LLMs are an obvious dead end when it comes to actual "intelligence" or understanding how the world works.
But, this sounds like a "draw the rest of the owl" situation.
"JEPA learns abstract representations of how the world works, ignoring unpredictable surface detail."
Oh, it's that simple is it? Just have it "learn abstract representations of how the world works". Amazing how nobody thought to do that before!

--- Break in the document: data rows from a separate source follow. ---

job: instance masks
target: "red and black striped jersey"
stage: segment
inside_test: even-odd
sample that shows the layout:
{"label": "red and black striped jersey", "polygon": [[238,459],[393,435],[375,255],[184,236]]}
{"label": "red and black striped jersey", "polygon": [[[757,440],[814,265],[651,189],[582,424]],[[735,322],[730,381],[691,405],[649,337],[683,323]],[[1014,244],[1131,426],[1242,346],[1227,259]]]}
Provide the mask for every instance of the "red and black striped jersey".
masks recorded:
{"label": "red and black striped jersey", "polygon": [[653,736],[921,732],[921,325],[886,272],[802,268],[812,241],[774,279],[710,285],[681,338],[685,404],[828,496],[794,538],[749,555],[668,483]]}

I think I understand the distinction they're trying to draw. Current models are trained on billions of pictures of cats and billions of pictures of dogs. You feed it an image of Fido and it finds a point in 2500 dimensional space and knows whether that point is in the "cat space" or "dog space". It can be very good, but it doesn't have any "understanding" of what makes something a cat vs. a dog. Humans, OTOH, aren't trained on billions of images. But, they learn about things like "teeth" and "whiskers" and "snouts" and "eyes". Within their knowledge of eyes, they spot that vertical slit pupils are unusual and different, and part of what makes something "catlike". AFAIK, nobody has ever managed to create a system that learns abstract features without intensive human training.
I like that they're trying something new. But, are they counting on a massive breakthrough on a problem that has existed since people first started theorizing about AI? Or, is it just a matter of refining a known process?